Auch juristische Auseinandersetzungen dürften nicht ausbleiben: Bereits frühere Einreisesperren der Trump-Regierung waren Gegenstand von Klagen bis hin zum Obersten Gerichtshof der USA. Damals wurde die sogenannte „Muslim Ban“ schrittweise angepasst und in Teilen schließlich vom Supreme Court bestätigt.
Unklare Ausnahmen und praktische Umsetzung
Ob es Ausnahmeregelungen geben wird – etwa für Inhaber bestimmter Visa, Doppelstaatler oder Personen mit engen familiären Bindungen in den USA – ist bislang unklar. Auch über die konkrete Umsetzung an Flughäfen und Grenzen wurden keine Details veröffentlicht. In der Vergangenheit führte eine ähnliche Maßnahme zu chaotischen Zuständen und Rechtsunsicherheit an internationalen Flughäfen.
Politische Einordnung
Die neue Einreisesperre wird von Beobachtern als Teil von Trumps innenpolitischer Agenda gewertet, mit der er sich gegenüber der eigenen Anhängerschaft als entschlossener Wahrer der nationalen Sicherheit präsentiert. Kritiker hingegen sprechen von einer populistischen Maßnahme, die reale Sicherheitsgefahren nicht differenziert genug erfasst und zu pauschalen Diskriminierungen führt.

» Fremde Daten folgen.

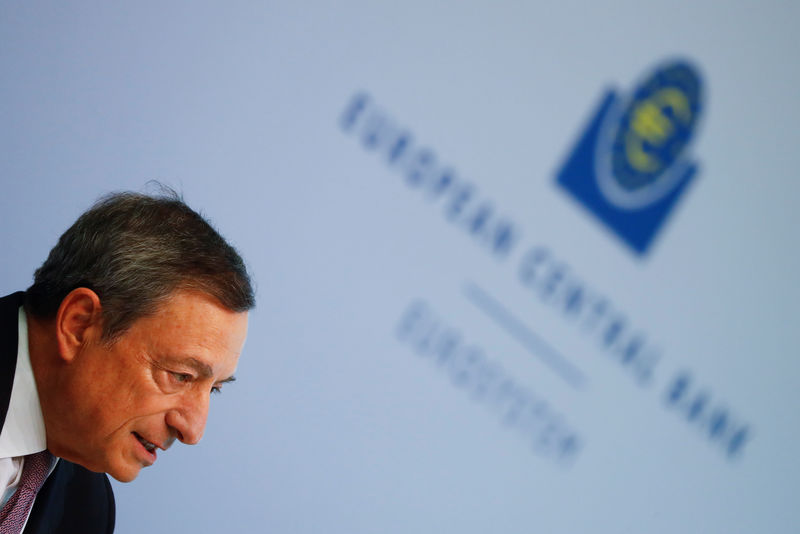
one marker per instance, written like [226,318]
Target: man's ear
[78,320]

Gerade mit Blick auf die internationalen Beziehungen könnte die Entscheidung neue Spannungen erzeugen, insbesondere mit Staaten, deren Bürgerinnen und Bürger sich nun von den Vereinigten Staaten ausgegrenzt sehen. Die Reaktionen der betroffenen Länder blieben zunächst aus, Beobachter rechnen aber mit diplomatischem Gegenwind.
Fazit
Die neue Einreisesperre markiert einen weiteren restriktiven Schritt in der Migrationspolitik der Vereinigten Staaten unter Präsident Trump. Während die Regierung auf nationale Sicherheit verweist, befürchten Kritiker eine Aushöhlung fundamentaler Rechte, eine Stigmatisierung ganzer Bevölkerungsgruppen und eine erneute Spaltung im Land – auch in juristischer Hinsicht dürfte das letzte Wort noch nicht gesprochen sein.